Swinney v. AMcomm Telecommunications, Inc.
30 F. Supp. 3d 629
E.D. Mich.2014Background
- Plaintiffs (cable/telecom technicians) sued AMcomm under the FLSA and for unjust enrichment, alleging they were misclassified as independent contractors and deprived of overtime and proper compensation.
- Defendant moves for summary judgment arguing the technicians were independent contractors under the FLSA; Plaintiffs oppose and assert factual disputes under the economic‑realities test.
- Plaintiffs seek class certification on the unjust enrichment (chargeback) claim; the court held certification in abeyance pending resolution of the employee/contractor issue.
- Plaintiffs moved to stay discovery and for a protective order claiming Defendant’s discovery was causing opt‑ins to drop out; the court denied the stay but limited discovery to the employee/contractor issue and set tight timelines.

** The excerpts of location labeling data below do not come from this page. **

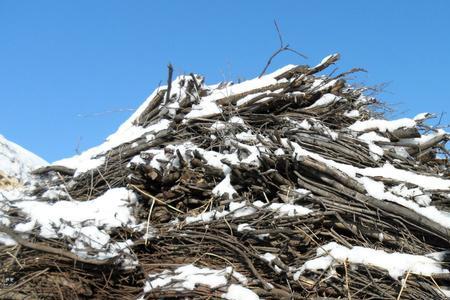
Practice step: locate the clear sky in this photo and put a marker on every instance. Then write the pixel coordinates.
(72, 71)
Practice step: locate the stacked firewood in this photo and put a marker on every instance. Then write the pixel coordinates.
(290, 138)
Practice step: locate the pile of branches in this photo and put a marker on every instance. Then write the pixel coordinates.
(278, 117)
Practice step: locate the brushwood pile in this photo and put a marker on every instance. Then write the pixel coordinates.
(288, 186)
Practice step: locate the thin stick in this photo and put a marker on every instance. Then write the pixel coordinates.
(156, 199)
(347, 285)
(148, 221)
(403, 285)
(169, 82)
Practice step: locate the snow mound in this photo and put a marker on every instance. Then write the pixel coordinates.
(16, 163)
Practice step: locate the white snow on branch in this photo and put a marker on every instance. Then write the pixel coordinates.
(397, 264)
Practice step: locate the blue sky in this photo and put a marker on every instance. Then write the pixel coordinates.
(72, 71)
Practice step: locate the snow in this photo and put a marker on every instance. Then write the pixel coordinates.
(422, 116)
(352, 114)
(238, 292)
(187, 277)
(126, 133)
(87, 222)
(17, 162)
(224, 187)
(382, 125)
(268, 257)
(244, 227)
(325, 100)
(396, 264)
(372, 136)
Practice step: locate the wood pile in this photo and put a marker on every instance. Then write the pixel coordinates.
(262, 177)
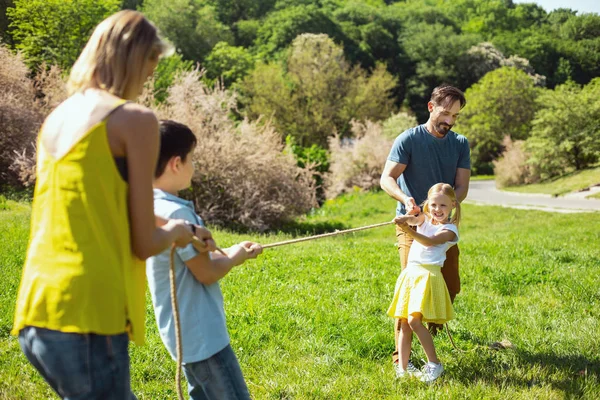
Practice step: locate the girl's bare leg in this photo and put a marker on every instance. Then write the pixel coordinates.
(415, 323)
(404, 343)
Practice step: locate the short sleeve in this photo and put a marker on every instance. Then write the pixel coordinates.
(400, 152)
(188, 252)
(464, 158)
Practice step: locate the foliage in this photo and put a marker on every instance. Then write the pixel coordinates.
(282, 26)
(23, 105)
(435, 61)
(229, 63)
(164, 75)
(5, 36)
(319, 93)
(511, 168)
(357, 162)
(192, 25)
(307, 321)
(484, 57)
(501, 103)
(243, 179)
(565, 134)
(55, 31)
(398, 123)
(576, 181)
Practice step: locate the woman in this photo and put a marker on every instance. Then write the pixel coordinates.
(82, 291)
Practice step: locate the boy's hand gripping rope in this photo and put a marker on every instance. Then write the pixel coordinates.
(199, 244)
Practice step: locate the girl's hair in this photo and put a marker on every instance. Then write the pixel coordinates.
(116, 55)
(446, 189)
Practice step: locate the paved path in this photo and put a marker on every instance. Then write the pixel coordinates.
(485, 192)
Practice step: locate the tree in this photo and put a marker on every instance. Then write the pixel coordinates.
(502, 103)
(282, 26)
(55, 31)
(228, 62)
(319, 94)
(4, 21)
(192, 25)
(565, 133)
(435, 52)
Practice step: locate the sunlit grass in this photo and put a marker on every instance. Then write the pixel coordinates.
(563, 185)
(307, 321)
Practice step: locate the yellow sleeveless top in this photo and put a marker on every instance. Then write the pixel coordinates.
(80, 274)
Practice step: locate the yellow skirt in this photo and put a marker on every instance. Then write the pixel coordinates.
(422, 289)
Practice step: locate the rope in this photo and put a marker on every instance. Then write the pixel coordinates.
(201, 246)
(175, 305)
(266, 246)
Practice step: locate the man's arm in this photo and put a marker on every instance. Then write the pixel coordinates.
(389, 183)
(461, 183)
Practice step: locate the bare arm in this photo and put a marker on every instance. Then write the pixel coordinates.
(461, 183)
(439, 238)
(205, 236)
(413, 220)
(137, 129)
(389, 183)
(208, 269)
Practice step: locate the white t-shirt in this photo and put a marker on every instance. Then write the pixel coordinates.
(431, 255)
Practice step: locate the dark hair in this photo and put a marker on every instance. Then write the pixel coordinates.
(175, 140)
(446, 95)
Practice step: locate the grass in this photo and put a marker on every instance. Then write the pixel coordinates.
(307, 321)
(482, 177)
(566, 184)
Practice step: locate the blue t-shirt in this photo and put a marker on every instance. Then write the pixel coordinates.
(202, 316)
(429, 160)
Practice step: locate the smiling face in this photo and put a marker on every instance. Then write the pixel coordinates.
(442, 118)
(440, 206)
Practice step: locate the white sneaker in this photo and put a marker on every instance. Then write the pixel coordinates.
(431, 371)
(410, 371)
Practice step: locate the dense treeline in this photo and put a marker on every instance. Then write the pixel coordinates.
(312, 67)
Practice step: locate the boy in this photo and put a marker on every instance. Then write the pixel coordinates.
(209, 364)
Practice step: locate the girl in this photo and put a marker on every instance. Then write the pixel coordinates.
(421, 294)
(82, 293)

- The court analyzed the six‑factor economic‑realities test (permanency, skill, investment, control, opportunity for profit/loss, and integrality) and found genuine disputes of material fact, denying summary judgment and setting a bench trial.
Issues
| Issue | Plaintiff's Argument | Defendant's Argument | Held |
|---|---|---|---|
| Whether technicians are employees under the FLSA or independent contractors | Technicians were economically dependent on AMcomm (long/exclusive relationships; training provided; significant control; chargebacks used punitively) | Plaintiffs signed independent‑contractor agreements, provided tools, could negotiate/accept other work, and were paid by job | Denied summary judgment for Defendant — genuine disputes of material fact exist; bench trial set on the issue |
| Weight of specific economic‑realities factors (permanency, skill, investment, control, profit/loss, integrality) | Factors (permanency, control, training, limited profit/loss, integrality) support employee status | Factors (contract, some capital/tools, pay‑by‑job, asserted freedom over schedule) support contractor status | Court found mixed evidence on multiple factors; several factors create genuine factual disputes precluding summary judgment |
| Class certification on unjust enrichment (chargebacks) | Chargebacks systematically deprived opt‑ins and justify class adjudication on restitution theory | Certification premature because employee status is unresolved; factual variations exist | Held in abeyance pending outcome of bench trial on employee/contractor status |
| Motion to stay discovery / protective order | Discovery notices to opt‑ins pressured dropouts; discovery should be stayed until threshold motions decided | Defendant entitled to pursue discovery on the employee/contractor issue | Motion denied; court limited discovery to employee/contractor issue, set production/deposition timelines and discovery cutoff dates |
Key Cases Cited
- Rutherford Food Corp. v. McComb, 331 U.S. 722 (Sup. Ct. 1947) (establishes economic‑reality inquiry for employee status under the FLSA)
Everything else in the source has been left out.